The European Union (EU) and the United States are at row on the so-called "Open Skies" aviation deal between them, Brussels-based news website EUpolitix reported on Wednesday.
Washington said Tuesday it would delay relaxing restrictions on foreign ownership of its airlines because US Congress needs more time to discuss security issues.
"We're not going to make the timetable we initially contemplated by the end of this month or early September. We can't do it," US transportation under secretary Jeffrey Shane said on Tuesday.
However, the EU wants to see the rules relaxed before signing any "open skies" agreement.
A senior EU transport official said the deal can be salvaged and signed by the end of this year.
"We regret the delay," said Stefaan De Rynck, spokesman for EU Transport Commissioner Jacques Barrot.

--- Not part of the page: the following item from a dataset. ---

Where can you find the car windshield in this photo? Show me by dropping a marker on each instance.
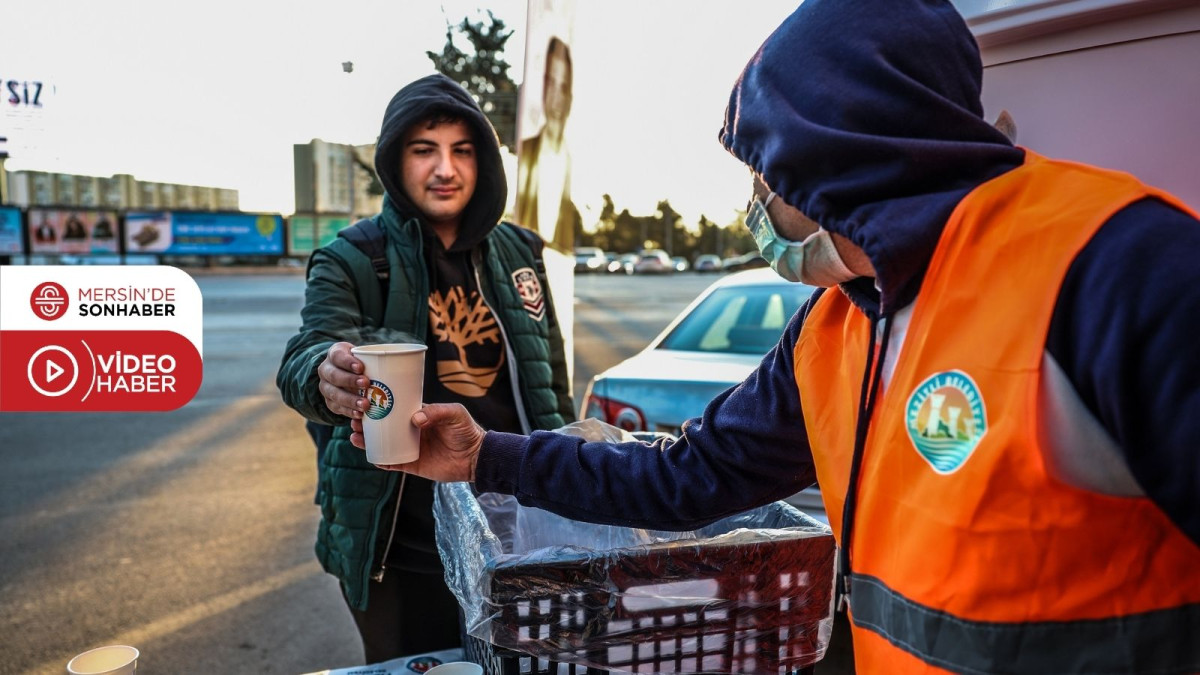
(738, 320)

De Rynck added that acting US Secretary of Transportation Maria Cino has promised that the United States was still committed to reaching a deal with the EU by the end of this year.
The EU and the US have said they hope the pact could enter into force on March 25, 2007, before the summer traffic starts, a date experts say would be hard, but not impossible, to make.
The US had initially planned to have relaxed rules in place by early autumn, in time for an October open skies deal, after the two sides already missed an earlier deadline to sign the agreement.
An open skies agreement would bring together the world's two largest aviation markets and 60 percent of global traffic, allowing EU and US airlines to fly to wherever they want and charge whatever they want on trans-Atlantic flights.
However, under the present bilateral pacts, European airlines can fly to any US airport only from airports located in their home country.
That's to say, Air France can only fly to the US from airports based in France.